We have so much to be grateful for thanks to cows, including delicious milk! To keep your cows healthy and reduce the risk of milk contamination, it’s important to care for and protect your cow’s udders.
Taking Care of Your Cow’s Udders: 4 Tips
A cow’s udders are one of the most important parts of their bodies. They produce milk and help feed their young. Therefore, it’s important to take care of them and make sure they are clean and healthy. Here are some tips to help!
Clean the Udders Before Milking
The first thing you should do is always clean your cow’s udders before milking. Cleaning a cow’s udders doesn’t have to be a complicated process, either. Some farmers just recommend using a clean cloth or paper towel and wiping them with a cleanser like Vetericyn Utility Spray–a safe and non-toxic alternative.
After rinsing your cow’s udders, make sure to dry them thoroughly and wash and disinfect your hands. Drying the udders helps reduce the risk of contaminated water leaking into the teat cups.
Use a Pre-Milk and Post-Milk Sanitation Dip
Another great way to keep your cow’s udders clean is to sanitize them both before and after milking. Sanitizing before decreases the risk of contamination between the teats and the milking machines (or your hands). Look for a pre-dip sanitizer that can treat environmental bacteria such as:
- Streptococcus uberis
- Escherichia coli
- Klebsiella pneumoniae
Usually, you use these pre-dip sanitizers after rinsing the teats in the first step, but before milking. After milking, you can use a post-milking antiseptic. These antiseptics help reduce the risk of mastitis because they reduce the rate of infections, and they help clean, disinfect, and seal the teat opening. Some people might prefer a spray, but a tip can be more comprehensive and cover the teat surface better. Remember, sanitation is also important when you perform a naval dip on calves.
Reduce the Risk of Injury
A cow’s udders are prone to injury due to their size and placement. Therefore it’s important to limit the risk of injury as much as possible. Their teats can be injured on milking machines, by their own hooves and bumping them on their barn.
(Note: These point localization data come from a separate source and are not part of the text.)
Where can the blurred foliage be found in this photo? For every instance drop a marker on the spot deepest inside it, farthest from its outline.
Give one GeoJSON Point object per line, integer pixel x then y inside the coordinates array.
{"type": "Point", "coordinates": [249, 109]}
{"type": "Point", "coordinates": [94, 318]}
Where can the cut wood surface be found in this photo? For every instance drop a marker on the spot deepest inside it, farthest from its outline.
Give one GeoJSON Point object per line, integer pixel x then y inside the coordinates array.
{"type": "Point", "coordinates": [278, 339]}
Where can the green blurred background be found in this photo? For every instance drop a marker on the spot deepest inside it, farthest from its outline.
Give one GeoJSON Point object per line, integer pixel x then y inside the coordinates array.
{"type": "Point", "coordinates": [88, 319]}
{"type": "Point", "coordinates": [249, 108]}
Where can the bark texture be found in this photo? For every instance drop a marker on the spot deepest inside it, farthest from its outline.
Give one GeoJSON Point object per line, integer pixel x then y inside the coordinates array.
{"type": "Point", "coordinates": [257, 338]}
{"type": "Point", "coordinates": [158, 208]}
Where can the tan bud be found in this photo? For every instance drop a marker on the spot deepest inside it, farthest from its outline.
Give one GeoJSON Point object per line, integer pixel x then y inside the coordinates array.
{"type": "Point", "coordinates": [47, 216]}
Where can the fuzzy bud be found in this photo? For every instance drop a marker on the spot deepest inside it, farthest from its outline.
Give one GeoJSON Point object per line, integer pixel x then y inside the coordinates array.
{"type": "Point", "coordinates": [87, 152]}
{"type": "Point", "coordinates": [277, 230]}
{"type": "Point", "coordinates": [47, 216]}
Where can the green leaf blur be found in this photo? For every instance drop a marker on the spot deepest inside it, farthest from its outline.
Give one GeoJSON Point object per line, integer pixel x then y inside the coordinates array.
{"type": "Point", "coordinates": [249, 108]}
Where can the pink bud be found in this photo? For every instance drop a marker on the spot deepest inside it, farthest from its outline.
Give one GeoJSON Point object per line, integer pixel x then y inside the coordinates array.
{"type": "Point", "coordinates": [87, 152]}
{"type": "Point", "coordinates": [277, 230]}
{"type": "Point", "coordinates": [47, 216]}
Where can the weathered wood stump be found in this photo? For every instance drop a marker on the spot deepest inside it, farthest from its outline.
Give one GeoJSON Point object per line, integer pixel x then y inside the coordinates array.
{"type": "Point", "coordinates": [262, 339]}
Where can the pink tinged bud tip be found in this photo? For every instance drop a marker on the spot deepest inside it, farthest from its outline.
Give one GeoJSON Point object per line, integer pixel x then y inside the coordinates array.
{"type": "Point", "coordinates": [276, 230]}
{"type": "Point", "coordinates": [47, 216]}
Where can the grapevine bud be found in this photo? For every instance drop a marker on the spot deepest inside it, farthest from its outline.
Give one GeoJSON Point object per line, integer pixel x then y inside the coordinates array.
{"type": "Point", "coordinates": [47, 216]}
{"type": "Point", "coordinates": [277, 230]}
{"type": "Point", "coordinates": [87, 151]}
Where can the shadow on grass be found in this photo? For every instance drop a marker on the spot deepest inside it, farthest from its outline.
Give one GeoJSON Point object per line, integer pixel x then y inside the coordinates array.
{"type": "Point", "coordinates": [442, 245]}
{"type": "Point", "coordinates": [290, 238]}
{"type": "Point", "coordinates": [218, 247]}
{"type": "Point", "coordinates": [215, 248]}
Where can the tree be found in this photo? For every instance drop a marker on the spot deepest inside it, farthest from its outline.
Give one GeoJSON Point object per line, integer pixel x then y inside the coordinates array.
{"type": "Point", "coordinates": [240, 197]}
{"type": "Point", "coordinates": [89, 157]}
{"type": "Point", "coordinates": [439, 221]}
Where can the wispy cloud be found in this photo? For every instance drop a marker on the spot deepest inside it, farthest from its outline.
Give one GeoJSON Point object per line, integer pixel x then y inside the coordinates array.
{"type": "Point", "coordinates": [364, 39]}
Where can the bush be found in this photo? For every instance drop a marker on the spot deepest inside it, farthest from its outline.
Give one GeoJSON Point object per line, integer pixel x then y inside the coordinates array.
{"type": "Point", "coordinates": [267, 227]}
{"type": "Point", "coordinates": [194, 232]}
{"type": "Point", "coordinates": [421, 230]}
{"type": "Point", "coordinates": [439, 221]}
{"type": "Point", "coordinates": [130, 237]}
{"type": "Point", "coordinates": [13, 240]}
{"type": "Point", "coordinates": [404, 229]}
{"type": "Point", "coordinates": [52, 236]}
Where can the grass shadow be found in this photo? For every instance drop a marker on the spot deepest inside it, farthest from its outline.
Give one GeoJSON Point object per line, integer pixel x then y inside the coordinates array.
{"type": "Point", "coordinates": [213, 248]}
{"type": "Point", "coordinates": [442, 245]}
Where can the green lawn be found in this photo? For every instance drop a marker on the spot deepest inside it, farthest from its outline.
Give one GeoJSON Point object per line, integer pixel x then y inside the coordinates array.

One way to prevent these injuries is to provide your cow with a soft, clean place to stay. You should also keep their hooves trimmed to minimize the risk of scratching the udders. If your cow does injure their udders, treat the wound quickly and carefully by applying direct pressure. You can use an antimicrobial gel to speed up healing and reduce the risk of infection.
Monitor Udder Health
The most important thing you can do to protect your cow’s udders is to monitor them for health issues regularly. A few of the most common things to look out for when examining your cow include:
- Mastitis – Mastitis is the infection of the mammary glands and is likely the most common udder issue you might face. To help prevent mastitis, follow the tips above and also make sure your cows are stored in a clean, dry area away from any mud or moisture. This is especially important during the winter. Make sure you provide your cows with a well-maintained pasture or clean, well-bedded barn.
- Blocked Teats – Blocked teats can occur for a variety of reasons and result in limited or no milk production. They can be caused by mastitis, injury, or genetics.
- Udder Sores – Udder sores are common wounds that can be caused when bacteria and moisture get trapped between the two halves of the udder. This can cause skin issues, sores, or fungal infections. This is especially common for the first three months after birthing. This increase in bacteria can then lead to mastitis, as we mentioned above. To help prevent udder sores, keep your cow’s area clean and try. Make sure to monitor their teats regularly and treat any infection as soon as possible. Your vet may prescribe a topical treatment.
- Frozen Teats – If you live somewhere cold, frozen teats are a legitimate concern. This happens when a cow’s teats freeze during the weeks before birthing. It presents itself like a burn and results in extremely sensitive skin and a scab forms. Because of this, your cow will likely not want to be milked or nursed. In addition, the scab can harbor bacteria, which can turn into a larger issue. To prevent this, monitor your cow’s udders before they are due to give birth and look for any tissue or skin damage. Also, keep your cow in a warm, dry place with deep, soft bedding.
Udder health is extremely important for milk production, your cow’s overall health, and your herd’s future. Make sure to pay attention and take care of your cow’s udders by cleaning them regularly, sanitizing them before and after milking, reducing the risk of injuries, and monitoring their health.